Discurso durante a 183ª Sessão Não Deliberativa, no Senado Federal

Registro da passagem do vigésimo aniversário da promulgação da Constituição de 1988.

Autor
Marco Maciel (DEM - Democratas/PE)
Nome completo: Marco Antônio de Oliveira Maciel
Casa
Senado Federal
Tipo
Discurso
Resumo por assunto
HOMENAGEM. CONSTITUIÇÃO FEDERAL.:
  • Registro da passagem do vigésimo aniversário da promulgação da Constituição de 1988.
Publicação
Publicação no DSF de 07/10/2008 - Página 38784
Assunto
Outros > HOMENAGEM. CONSTITUIÇÃO FEDERAL.
Indexação
  • HOMENAGEM, ANIVERSARIO, PROMULGAÇÃO, CONSTITUIÇÃO FEDERAL, COMENTARIO, HISTORIA, CONSTITUIÇÃO IMPERIAL, PERIODO, REPUBLICA, GOVERNO, GETULIO VARGAS, EX PRESIDENTE DA REPUBLICA, SITUAÇÃO, ATUALIDADE.
  • IMPORTANCIA, CONSTITUIÇÃO FEDERAL, MODERNIZAÇÃO, LEGISLAÇÃO, PARTIDO POLITICO, DEFINIÇÃO, JUDICIARIO, ESPECIFICAÇÃO, MINISTERIO PUBLICO, ADVOCACIA-GERAL DA UNIÃO (AGU), DEFENSORIA PUBLICA, COMPARAÇÃO, MINISTERIO PUBLICO DA UNIÃO, PODER MODERADOR, SEPARAÇÃO, RECURSOS, UNIÃO FEDERAL, ESTADOS, MUNICIPIOS, RELEVANCIA, CONSOLIDAÇÃO, FEDERALIZAÇÃO.
  • COMENTARIO, NECESSIDADE, MELHORIA, CONSTITUIÇÃO FEDERAL, DEFESA, REFORMA POLITICA.

O SR. MARCO MACIEL (DEM - PE. Pronuncia o seguinte discurso. Com revisão do orador.) - Sr. Presidente, nobre Senador Romeu Tuma, Senador Heráclito Fortes, Presidente da Comissão de Relações Exteriores e Defesa Nacional, Senador Mário Couto, Líder da Minoria, Srªs e Srs. Senadores, venho, hoje, registrar a passagem do 20° aniversário da promulgação da Constituição de 1988.

Gostaria de salientar, inicialmente, que a Constituição, fato pouco percebido pela sociedade brasileira, brotou de um pacto prévio, de um acordo político articulado consensualmente, intitulado Compromisso com a Nação, que foi, eu não tenho dúvida em afirmar, o mais importante pacto de nossa história republicana. Esse entendimento ensejou duas conseqüências: a eleição, através do Colégio Eleitoral, da chapa de Tancredo Neves e José Sarney, de forma pacífica, a passagem do regime autoritário para o chamado Estado democrático de direito.

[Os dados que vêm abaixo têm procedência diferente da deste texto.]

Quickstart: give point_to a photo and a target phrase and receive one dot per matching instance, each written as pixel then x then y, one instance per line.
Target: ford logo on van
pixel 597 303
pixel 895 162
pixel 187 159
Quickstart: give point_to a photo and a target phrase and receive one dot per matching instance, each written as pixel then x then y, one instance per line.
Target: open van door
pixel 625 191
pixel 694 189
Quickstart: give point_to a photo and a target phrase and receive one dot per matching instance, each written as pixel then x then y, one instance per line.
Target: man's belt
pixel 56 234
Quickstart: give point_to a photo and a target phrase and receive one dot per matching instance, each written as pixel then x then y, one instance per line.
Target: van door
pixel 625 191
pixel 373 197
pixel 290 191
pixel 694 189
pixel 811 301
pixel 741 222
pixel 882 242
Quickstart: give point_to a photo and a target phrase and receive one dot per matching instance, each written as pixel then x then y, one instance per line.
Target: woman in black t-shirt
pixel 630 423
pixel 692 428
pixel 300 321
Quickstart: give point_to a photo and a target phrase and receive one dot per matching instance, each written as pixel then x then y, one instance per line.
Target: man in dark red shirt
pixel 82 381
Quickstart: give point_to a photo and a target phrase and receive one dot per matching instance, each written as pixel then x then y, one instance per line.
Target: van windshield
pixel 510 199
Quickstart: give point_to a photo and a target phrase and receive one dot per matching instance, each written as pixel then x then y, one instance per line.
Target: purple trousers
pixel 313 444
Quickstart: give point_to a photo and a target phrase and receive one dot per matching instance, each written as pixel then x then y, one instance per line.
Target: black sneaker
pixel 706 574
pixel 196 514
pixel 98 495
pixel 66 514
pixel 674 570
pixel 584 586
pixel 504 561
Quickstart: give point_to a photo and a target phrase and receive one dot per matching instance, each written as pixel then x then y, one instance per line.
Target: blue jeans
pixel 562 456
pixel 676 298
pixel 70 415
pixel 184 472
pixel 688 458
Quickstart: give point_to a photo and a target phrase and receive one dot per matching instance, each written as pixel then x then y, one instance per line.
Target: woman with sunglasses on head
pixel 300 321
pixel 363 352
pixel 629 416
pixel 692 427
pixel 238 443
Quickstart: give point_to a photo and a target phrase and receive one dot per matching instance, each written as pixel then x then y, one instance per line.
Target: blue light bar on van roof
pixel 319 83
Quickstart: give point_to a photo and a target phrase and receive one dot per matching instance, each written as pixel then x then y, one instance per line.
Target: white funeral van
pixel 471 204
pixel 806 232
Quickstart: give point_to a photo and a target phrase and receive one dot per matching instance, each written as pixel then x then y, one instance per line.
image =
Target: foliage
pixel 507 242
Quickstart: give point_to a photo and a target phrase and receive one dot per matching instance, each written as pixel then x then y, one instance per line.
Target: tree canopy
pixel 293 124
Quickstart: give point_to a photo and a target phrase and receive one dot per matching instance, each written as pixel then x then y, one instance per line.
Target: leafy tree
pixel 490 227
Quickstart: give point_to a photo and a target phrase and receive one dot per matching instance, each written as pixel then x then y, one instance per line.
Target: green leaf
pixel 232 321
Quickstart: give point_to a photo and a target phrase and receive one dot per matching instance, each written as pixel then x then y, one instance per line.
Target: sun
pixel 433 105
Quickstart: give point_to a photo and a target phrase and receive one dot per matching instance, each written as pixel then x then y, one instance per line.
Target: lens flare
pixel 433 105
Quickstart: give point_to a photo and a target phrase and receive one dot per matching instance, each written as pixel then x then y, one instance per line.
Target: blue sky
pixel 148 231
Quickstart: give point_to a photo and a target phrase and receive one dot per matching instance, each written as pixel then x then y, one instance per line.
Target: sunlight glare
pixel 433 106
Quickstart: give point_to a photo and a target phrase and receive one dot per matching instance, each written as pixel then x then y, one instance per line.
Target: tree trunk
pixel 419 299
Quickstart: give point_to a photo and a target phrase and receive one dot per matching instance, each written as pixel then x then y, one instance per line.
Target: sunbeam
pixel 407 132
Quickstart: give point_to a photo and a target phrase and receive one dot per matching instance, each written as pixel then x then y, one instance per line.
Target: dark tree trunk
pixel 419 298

Lembraria, Sr. Presidente, que o pensador austríaco Friedrich Hayek, no seu livro A Constituição da Liberdade, concebeu, no século passado, dois paradigmas para classificar as constituições contemporâneas: as que estabelecem “normas de conduta” e as que fixam “normas de organização”.

Compartem, de modo geral, ao que os juristas chamam de ‘constituições sintéticas” e “constituições regulamentares”, ou constituições analíticas.

Entre as primeiras está a Carta Imperial de março de 1824, outorgada pelo Imperador Pedro I. Essa Constituição foi produto de prévio projeto, do qual fez parte, como seu principal membro, o Marquês de Caravelas, grande jurista, que permitiu com que todo o período imperial tivéssemos uma só Carta. Não fora a Proclamação da República em 1889, a Constituição de 25 de março de 1824 teria continuado em vigor.

Depois da Carta Imperial de 1824, que era sintética, de poucos dispositivos, tivemos a primeira Constituição Republicana, de 24 de fevereiro de 1891, também brotada de projeto preliminar. Para esse fim, o Presidente provisório, Deodoro da Fonseca, constituiu uma comissão de cinco membros, a chamada Comissão de Petrópolis, que se reunia na cidade serrana fluminense, no mês de dezembro, época de muito calor no Rio de Janeiro. Petrópolis permitia ao grupo desfrutar de clima mais agradável e concluir seu trabalho.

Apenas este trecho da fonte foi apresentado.